Israel Beck (1891-1972) was a founding member of the Antwerpsche Diamantkring, the world's largest and first-ever diamond bourse to be dedicated to rough diamonds trade. He was President of the Board from 1961 until his death in 1972. By that time, he had served benevolently 43 years as a member of the Board, promoting diamond trade internationally and the Antwerp diamond industry in particular, and representing the Antwerpsche Diamantkring at the World Diamond Congress.

==Early life==
Beck was born in 1891 in Sanok, southern Poland (a region which was known as Galicia). He married Helena Blitz, with whom he had three children (Isaac, Edith, and Leopold). In 1907 he joined his future father in law, Louis (Levie) Blitz, to become the third generation of family members in the diamond trade.

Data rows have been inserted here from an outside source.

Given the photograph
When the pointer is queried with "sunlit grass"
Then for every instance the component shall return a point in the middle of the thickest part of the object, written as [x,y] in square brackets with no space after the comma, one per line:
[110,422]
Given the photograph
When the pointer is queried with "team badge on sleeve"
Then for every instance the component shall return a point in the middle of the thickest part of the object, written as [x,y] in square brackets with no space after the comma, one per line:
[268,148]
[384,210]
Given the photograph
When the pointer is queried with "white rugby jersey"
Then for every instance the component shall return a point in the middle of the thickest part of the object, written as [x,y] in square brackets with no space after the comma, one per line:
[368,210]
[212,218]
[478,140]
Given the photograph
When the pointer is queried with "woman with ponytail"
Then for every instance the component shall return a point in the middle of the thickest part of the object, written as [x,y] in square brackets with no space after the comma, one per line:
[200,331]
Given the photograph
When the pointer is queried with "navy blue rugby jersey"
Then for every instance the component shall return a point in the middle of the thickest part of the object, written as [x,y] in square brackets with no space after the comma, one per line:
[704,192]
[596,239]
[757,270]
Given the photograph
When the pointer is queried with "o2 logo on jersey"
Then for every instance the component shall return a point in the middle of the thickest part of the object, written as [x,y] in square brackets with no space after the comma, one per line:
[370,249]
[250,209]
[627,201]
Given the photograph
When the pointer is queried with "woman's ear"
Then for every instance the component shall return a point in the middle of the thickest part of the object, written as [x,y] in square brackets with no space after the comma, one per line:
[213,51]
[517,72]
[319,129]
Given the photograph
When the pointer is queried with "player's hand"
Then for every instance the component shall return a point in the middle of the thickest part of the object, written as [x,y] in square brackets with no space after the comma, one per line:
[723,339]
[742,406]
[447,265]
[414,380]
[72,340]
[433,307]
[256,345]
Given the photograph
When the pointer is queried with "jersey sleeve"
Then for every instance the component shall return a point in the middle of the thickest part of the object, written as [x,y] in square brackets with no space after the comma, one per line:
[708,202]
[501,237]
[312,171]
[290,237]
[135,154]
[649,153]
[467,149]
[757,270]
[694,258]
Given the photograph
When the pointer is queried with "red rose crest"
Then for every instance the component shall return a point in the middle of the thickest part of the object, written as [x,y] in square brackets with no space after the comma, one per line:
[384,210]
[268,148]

==Between World War I and World War II==
Beck co-founded the Antwerpsche Diamantkring, and became in 1929 a member of its first Board of Directors immediately upon its establishment as the first diamond bourse worldwide for rough diamond trade. By 1932 he opened a new diamond factory with his brother, in the center of the diamond district in Antwerp.

==During World War II==
Beck and his family fled Belgium during World War II, crossing France and finding shelter during the final years of the war as refugees in Geneva, Switzerland.

==After World War II==
The diamond industry in Antwerp had to recover from the many human losses that were suffered during the Second World War. After the war, Beck returned to Antwerp and benevolently dedicated much of his time and attention to the rebuilding of Antwerp's diamond trade and the industry.
In 1957 he became Vice-president of the Board of the Antwerpsche Diamantkring, and in 1961 he was elected President of the Board.

==Memberships to other Boards of directors==
- Vice-president of the World Federation of Diamond Bourses
- National Board member at the Syndicate of the Belgian Diamond Industry
- Board member of the Diamantexpo
- Board member of the Diamond Office

==Honors and awards==
- Knight of the Order of Leopold II, appointed by his Majesty King Baudouin of Belgium on January 4, 1955, in recognition of the services rendered to the Kingdom of Belgium and in particular for the development of the diamonds trade in Antwerp.
- Honorary distinction granted on 19 November 1968 by the Diamantexpo for his contributions to the industry as Board member

==Subsequent family members to enter the diamond business==
Israel Beck's two sons Isaac and Leopold Beck joined the family business, becoming the fourth generation of diamond traders. Leopold Beck has been heading Beck Diamonds in Antwerp since 1972. Leopold Beck's two sons became the fifth generation of diamond traders in the family: Axel Beck joined Beck Diamonds in 1995, whereas Raoul Beck joined in 1997 and heads DiamAlps in Switzerland, and Hauthentic Jewellery in Switzerland.